After reading THE DEMONOLOGIST, I came away not exactly wowed by that bestselling book but interested in the author. I picked up THE ONLY CHILD, which offered a similarly intriguing premise, and came away with the same mix of likes and dislikes.
In THE ONLY CHILD, Dr. Lily Dominick, a New York forensic psychologist, deals with the worst of the worst criminals. She feels at home here, in this institution, as she’s always been estranged from other people. This is because her mother was murdered when she was a child by what may have been a monster.
When a man comes before her claiming to be the inspiration behind literary monsters like Dracula and Frankenstein, she considers him a charismatic but ultimately violently insane criminal. Then he claims to be her father. When he breaks out out of prison, Lily gives chase to learn what he has to tell her about her mother and the night of mom’s murder.
In some ways, THE ONLY CHILD is similar to THE DEMONOLOGIST. Protagonist with a dark side who can’t relate to other people is forced into a chase by a monstrous antagonist. Enter a third party that wants to capture the monster and is willing to kill her. The book seems to be constructed one chapter something happens, the next chapter Lily ruminates on it. The plotting and structure is as set up for a bestseller as you can get (think Dan Brown), though this novel did not achieve the sales THE DEMONOLOGIST enjoyed.
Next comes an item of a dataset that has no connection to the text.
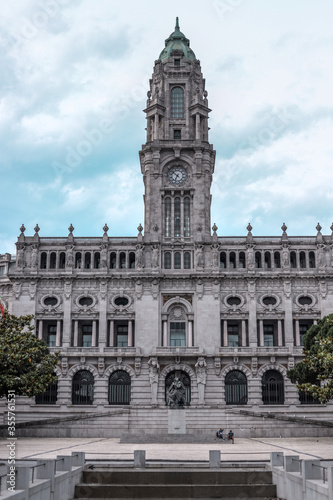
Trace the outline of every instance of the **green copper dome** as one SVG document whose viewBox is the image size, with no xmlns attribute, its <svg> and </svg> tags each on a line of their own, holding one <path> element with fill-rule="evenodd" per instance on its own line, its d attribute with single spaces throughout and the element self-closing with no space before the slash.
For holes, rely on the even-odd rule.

Pyper occasionally delivers riveting horror sequences, but for this reader the lack of a likeable protagonist diffused the tension. As with THE DEMONOLOGIST, I felt the protagonist was too emotionally distanced for me to fully engage. Lily also changes her mind frequently, makes bad decisions, and alternates between being terrified and in lust with the monster. The big reveals at the end only reinforced this for me. The monster, meanwhile, is intriguing but completely unsympathetic, being a brutal sadist.
So I liked it. It’s a good book, and Pyper should be applauded for his success, but as with THE DEMONOLOGIST, while I liked it, I didn’t love it. I just need that protagonist I can relate to and root for.